Where has the kings fans gone?


----------



## comptons (May 30, 2002)

If the Kings win today, will they stay in Texas, or will they fly back to Sacramento?


----------



## Peja Vu (Jun 9, 2002)

> Originally posted by <b>comptons</b>!
> If the Kings win today, will they stay in Texas, or will they fly back to Sacramento?


I heard on the radio that they packed for more than one day and if they win they will go right to san antonio


----------



## comptons (May 30, 2002)

> Originally posted by <b>Hedo - - He Do!!!</b>!
> 
> 
> I heard on the radio that they packed for more than one day and if they win they will go right to san antonio


Ok, thanks. That's the way I'd play it too. No need to make a trip back to Cali when you have to play in San Antonio Monday.


----------



## Dragnsmke1 (Jul 29, 2002)

Guess Yall over packed!!!!!!!!!!!!!!!!!!!!!!!!!!!!!!!!!!!!!!!!!!!!!!!!!!


----------



## Tristan (Jan 13, 2003)

ROFL!!!!!!!!!!!! :rotf: :rotf: :rotf:


----------



## comptons (May 30, 2002)

> Originally posted by <b>Dragnsmke1</b>!
> Guess Yall over packed!!!!!!!!!!!!!!!!!!!!!!!!!!!!!!!!!!!!!!!!!!!!!!!!!!


Yup, Kings were a Chris Webber injury from holding the Championship Trophy about 3 weeks from now, and a Peja injury away last year. But, they were also a couple of missed ft's away last year from overcoming the most biased officiating in a playoff series ever. 

01-02 = Robbed
02-03 = Unlucky
03-04 = World Champions
04-05 = Should be competing for their 4th straight, but only to be dethroned by my Bulls!

BTW- It was good win for the Mavs. At least the refs didn't decide this series. Mavs were just the better team tonight. I'll be pulling for you guys to upset the Spurs. I love Spurs, but you guys are big underdogs when you shouldn't be. Typically, Sir Charles said, they should throw Kings or Mavs a parade if they win more than one game against San Antonio. Good Luck!


----------



## Mavsin5 (Apr 19, 2003)

:buddies: :buddies: :cheers: :fire: 
:rock: :cheers: :buddies: 
Sacramento Kings :rocket:


----------



## comptons (May 30, 2002)

You guys should spend less time rubbing it in to a team you barely beat without the most talented player in the NBA; and more time worring about the team that has all the confidence in the World right now for dethroning the 3 time World Champs.


----------



## Nikihotgirl (Apr 13, 2003)

What happen?, I thought the kings were going to host the 2003 NBA Finals!


----------



## SuttersFolly (Mar 19, 2003)

> Originally posted by <b>Nikihotgirl</b>!
> What happen?, I thought the kings were going to host the 2003 NBA Finals!


 Oh brother!


----------



## Tristan (Jan 13, 2003)

> Originally posted by <b>comptons</b>!
> You guys should spend less time rubbing it in to a team you barely beat without the most talented player in the NBA; and more time worring about the team that has all the confidence in the World right now for dethroning the 3 time World Champs.

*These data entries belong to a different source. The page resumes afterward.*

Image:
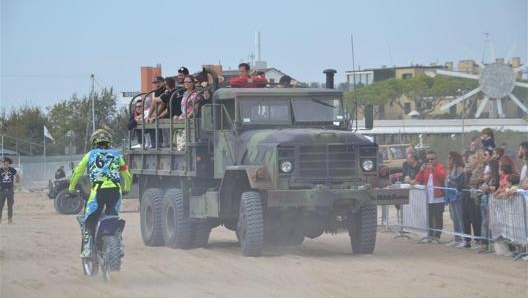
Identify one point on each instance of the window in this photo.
(407, 107)
(264, 111)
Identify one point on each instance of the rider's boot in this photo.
(122, 247)
(87, 245)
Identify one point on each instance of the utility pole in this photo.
(92, 78)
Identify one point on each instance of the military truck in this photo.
(275, 165)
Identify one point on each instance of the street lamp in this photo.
(462, 94)
(70, 135)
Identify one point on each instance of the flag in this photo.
(47, 134)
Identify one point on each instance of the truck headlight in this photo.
(286, 166)
(367, 165)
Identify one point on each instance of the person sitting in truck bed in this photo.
(245, 80)
(191, 99)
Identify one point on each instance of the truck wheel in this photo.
(362, 229)
(150, 217)
(65, 204)
(251, 224)
(176, 225)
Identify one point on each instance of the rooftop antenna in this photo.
(354, 79)
(486, 45)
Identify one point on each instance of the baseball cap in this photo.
(158, 79)
(9, 160)
(183, 70)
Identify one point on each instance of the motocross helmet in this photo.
(100, 137)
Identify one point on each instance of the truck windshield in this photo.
(264, 111)
(279, 110)
(317, 109)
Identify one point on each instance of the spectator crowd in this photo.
(465, 183)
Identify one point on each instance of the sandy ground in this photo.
(39, 257)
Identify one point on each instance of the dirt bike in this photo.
(106, 246)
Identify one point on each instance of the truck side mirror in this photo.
(369, 116)
(207, 118)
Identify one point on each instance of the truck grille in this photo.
(326, 162)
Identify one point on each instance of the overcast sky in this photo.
(50, 48)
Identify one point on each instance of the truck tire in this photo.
(251, 224)
(362, 229)
(150, 217)
(176, 225)
(66, 204)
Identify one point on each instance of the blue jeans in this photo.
(455, 210)
(484, 214)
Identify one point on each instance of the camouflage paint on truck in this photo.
(273, 164)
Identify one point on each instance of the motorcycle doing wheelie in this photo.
(106, 246)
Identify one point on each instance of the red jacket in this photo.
(439, 175)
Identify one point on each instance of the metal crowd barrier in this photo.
(508, 218)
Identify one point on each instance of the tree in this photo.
(425, 92)
(23, 129)
(75, 114)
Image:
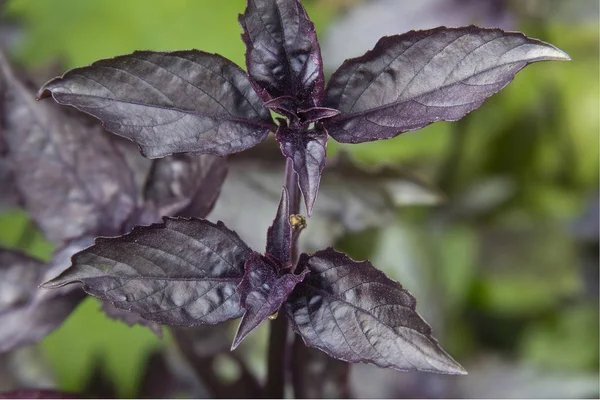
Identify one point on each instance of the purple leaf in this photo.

You should know, the Kings were the one that was rubbing it in our face that they can beat us W/O webber, and there as talented as they are W/O webber.....:sigh:


----------



## comptons (May 30, 2002)

> Originally posted by <b>Nikihotgirl</b>!
> What happen?, I thought the kings were going to host the 2003 NBA Finals!


They lost to the Mavs in game 7. See what happed was when time ran out in the 4th quarter of game 7, the Mavs had more points on the board, which was what determined the winner. And because of them having four victories instead of the Kings’ three, it meant they get to progress to the WCF’s. You see the series was best out of seven, meaning whomever won four games, simply prevail the series. So to answer your question, that’s what happened to Sacramento. It’s quite simple really.


----------



## jr. magician (May 19, 2003)

^^^comptons, u from compton or what? lol i like ur humor


----------



## comptons (May 30, 2002)

> Originally posted by <b>Tristan</b>!
> 
> 
> You should know, the Kings were the one that was rubbing it in our face that they can beat us W/O webber, and there as talented as they are W/O webber.....:sigh:


Well, they did beat you without Webber. And, Nelly said, once Webber went out the talent level was even between the teams, and it was anybodys series.


----------



## SuttersFolly (Mar 19, 2003)

*Tristan*

I don't know who said that the Kings could beat the Lakers without Webber: maybe for a game or two, but not for a whole series. Something tells me you are imagined this latest grievance. As much trouble as they had against the Mavs without CWebb, the Kings would never have won a 7-game series against either the Lakers or Spurs without CWebb. Having a big man in the post is even more crucial when playing a half-court offense, as both the Lakers and Spurs play.


----------



## carrotz (Mar 30, 2003)

why is this thread still stickied to the top of the board? It's been about 6 weeks since anyone replied to it. (which is me, right now.)I could be wrong, but i think the season ended a while back.


----------



## Peja Vu (Jun 9, 2002)

Hello?


----------